Coach Tujague told Soifua that he would be keeping his eye on him during this upcoming season.
"He was just telling me that I have some wonderful footwork and good hands," Soifua said. "He was just telling me to keep working on my footwork. I told him that I was going to go on my mission and he told me that he was happy to hear that and that I was a great player. He was just telling me he was going to come watch us when Alta plays against Bingham because that's one of the top rivalry games in Utah. He said he's going to come watch me, so I know I'm going to just go kill it out there."
Soifua is focused and will prepare himself well prior to his contest with Bingham High School. Knowing that Coach Tujague will be in the stands, Soifua hopes his performance then – and throughout the season – will warrant him a BYU scholarship offer.
"BYU is such a great school and it's a college that represents me and my faith," Soifua said. "Ever since me and my older brother [T.J.] – who is getting ready to go on his mission – were younger, we loved BYU. I'm hoping I can do well enough to get a scholarship from BYU.
"My uncle Jake Fitisimanu always told me and my brother since we were little that's where he wanted us to go to. Man, it's just a great school and my brother wanted to go play at BYU. He is going on his mission now, but he wants to come back and try and walk-on when he gets home."
"BYU is a college where kids who have great values want to go to," said Fehoko. "It's a college where LDS kids, or kids like JonRhyeem Peoples or Kahlil Bell, feel they can be a part of a program that represents who they are. It's a place where kids who want a great environment can go and stay straight with their morals and values.
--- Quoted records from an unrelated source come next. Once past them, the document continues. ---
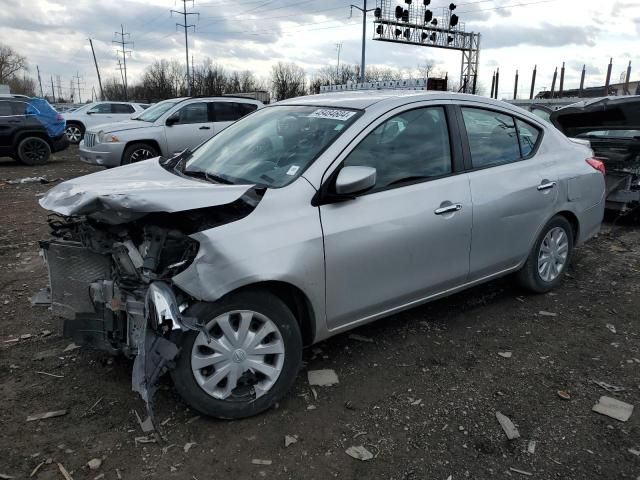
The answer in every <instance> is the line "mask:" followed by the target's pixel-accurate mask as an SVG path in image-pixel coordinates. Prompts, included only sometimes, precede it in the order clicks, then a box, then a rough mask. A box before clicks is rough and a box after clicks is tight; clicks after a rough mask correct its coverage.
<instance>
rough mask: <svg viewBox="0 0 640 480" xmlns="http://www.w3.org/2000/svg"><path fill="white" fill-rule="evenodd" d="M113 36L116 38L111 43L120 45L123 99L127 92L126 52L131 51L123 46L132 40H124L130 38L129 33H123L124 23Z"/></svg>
mask: <svg viewBox="0 0 640 480" xmlns="http://www.w3.org/2000/svg"><path fill="white" fill-rule="evenodd" d="M115 36H116V39H114V40H112V41H111V43H117V44H118V45H120V46H121V47H122V64H123V65H124V79H123V84H124V99H125V100H128V94H127V54H128V53H131V50H127V49H126V48H125V47H126V46H127V45H132V44H133V42H131V41H127V40H125V38H127V37H128V38H131V34H129V33H124V25H122V24H120V31H119V32H115ZM118 36H120V40H118V39H117V38H118ZM117 54H118V55H119V54H120V52H117ZM96 67H97V66H96Z"/></svg>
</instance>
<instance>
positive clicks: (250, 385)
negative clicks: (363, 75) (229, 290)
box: [191, 310, 284, 401]
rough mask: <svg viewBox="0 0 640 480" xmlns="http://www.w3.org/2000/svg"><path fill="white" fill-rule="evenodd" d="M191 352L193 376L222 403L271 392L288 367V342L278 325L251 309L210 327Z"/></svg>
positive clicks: (267, 317)
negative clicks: (207, 334)
mask: <svg viewBox="0 0 640 480" xmlns="http://www.w3.org/2000/svg"><path fill="white" fill-rule="evenodd" d="M205 328H206V330H207V332H209V335H208V336H207V335H205V334H204V332H200V333H199V334H198V336H197V337H196V340H195V342H194V343H193V348H192V349H191V370H192V371H193V376H194V378H195V380H196V382H197V383H198V385H200V388H202V389H203V390H204V391H205V392H206V393H207V394H209V395H211V396H212V397H214V398H217V399H219V400H232V401H247V400H251V399H256V398H259V397H261V396H262V395H264V394H265V393H267V392H268V391H269V390H270V389H271V387H273V385H274V384H275V383H276V381H277V380H278V377H279V376H280V372H281V371H282V366H283V364H284V342H283V340H282V335H281V334H280V330H279V329H278V327H277V326H276V324H275V323H274V322H273V321H272V320H270V319H269V318H268V317H266V316H265V315H262V314H261V313H258V312H254V311H251V310H234V311H232V312H228V313H224V314H223V315H220V316H219V317H216V318H214V319H213V320H211V321H210V322H209V323H208V324H207V325H206V327H205Z"/></svg>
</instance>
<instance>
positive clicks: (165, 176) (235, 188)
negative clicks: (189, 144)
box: [40, 158, 254, 224]
mask: <svg viewBox="0 0 640 480" xmlns="http://www.w3.org/2000/svg"><path fill="white" fill-rule="evenodd" d="M253 187H254V186H253V185H223V184H214V183H209V182H204V181H200V180H196V179H192V178H185V177H181V176H178V175H175V174H173V173H170V172H168V171H167V170H165V169H164V168H163V167H162V165H160V161H159V159H158V158H152V159H150V160H145V161H143V162H139V163H134V164H131V165H126V166H123V167H118V168H112V169H110V170H104V171H102V172H97V173H92V174H90V175H85V176H83V177H78V178H74V179H73V180H68V181H66V182H63V183H61V184H59V185H57V186H55V187H54V188H52V189H51V190H49V191H48V192H47V194H46V195H45V196H43V197H42V198H41V199H40V206H41V207H42V208H45V209H46V210H51V211H53V212H56V213H59V214H61V215H87V216H90V217H92V218H94V219H96V220H99V221H103V222H105V223H110V224H119V223H125V222H129V221H132V220H135V219H137V218H140V217H142V216H144V215H146V214H148V213H153V212H167V213H172V212H180V211H185V210H193V209H197V208H206V207H214V206H218V205H226V204H229V203H232V202H234V201H236V200H238V199H239V198H241V197H242V196H243V195H244V194H245V193H246V192H247V191H249V190H251V189H252V188H253Z"/></svg>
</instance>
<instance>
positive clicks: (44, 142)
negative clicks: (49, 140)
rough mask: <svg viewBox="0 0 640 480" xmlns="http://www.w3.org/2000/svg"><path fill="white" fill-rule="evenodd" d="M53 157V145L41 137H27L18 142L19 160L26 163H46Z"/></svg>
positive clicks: (42, 164) (32, 163)
mask: <svg viewBox="0 0 640 480" xmlns="http://www.w3.org/2000/svg"><path fill="white" fill-rule="evenodd" d="M49 157H51V147H50V146H49V144H48V143H47V141H46V140H44V139H43V138H40V137H26V138H23V139H22V140H20V143H19V144H18V160H19V161H20V163H24V164H25V165H44V164H45V163H47V162H48V161H49Z"/></svg>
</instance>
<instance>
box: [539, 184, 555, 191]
mask: <svg viewBox="0 0 640 480" xmlns="http://www.w3.org/2000/svg"><path fill="white" fill-rule="evenodd" d="M555 186H556V182H546V183H541V184H540V185H538V191H542V190H549V189H550V188H553V187H555Z"/></svg>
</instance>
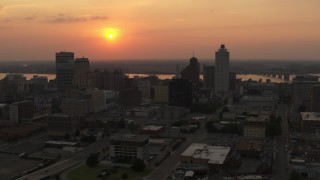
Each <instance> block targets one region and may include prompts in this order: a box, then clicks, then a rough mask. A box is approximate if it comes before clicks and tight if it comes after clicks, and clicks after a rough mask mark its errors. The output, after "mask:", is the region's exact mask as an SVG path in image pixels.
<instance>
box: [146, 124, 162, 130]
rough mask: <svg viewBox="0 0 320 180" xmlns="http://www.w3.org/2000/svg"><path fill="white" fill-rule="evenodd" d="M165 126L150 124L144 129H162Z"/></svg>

It's a program that stands for more than just football and that's why kids like Josh are hoping that he can get that BYU scholarship."
Fehoko received his BYU scholarship offer while Soifua was at BYU's camp. Soifua recalled how happy Fehoko was when he received the offer.
"Oh yeah, he was very excited," said Soifua. "He's one talented kid and I think he was really happy that he received the chance to go there if he wanted to. I'm just happy for him that he got that BYU scholarship, and I'm happy that he and his family are a part of my life because I know Breiden can help me be the best I can be too."
"[Soifua] talked a lot about how he wants to be where I'm at and things like that, but I just told him to make sure you stay focused and do things the right way and you'll be blessed for it," Fehoko said. "I just told him to keep working hard and put the Lord first in your life and everything will work out for the better."
Jerry is also hoping that his son will one day have a scholarship offer from BYU.
"Yes, he's hoping too, just because he loves that school and it's a Mormon school and he loves the Church," Soifua said. "It's just a special place and he knows that it's a place with good academics. I have a 3.4 GPA right now but I want to raise that to around a 3.9, so my dad knows that if I go to a college like BYU that I'll continue to stay focused in the classroom."
Time will tell if that will happen or not. But one thing is certain, and that is that Soifua is going to continue to work hard in an effort to make his dream a reality.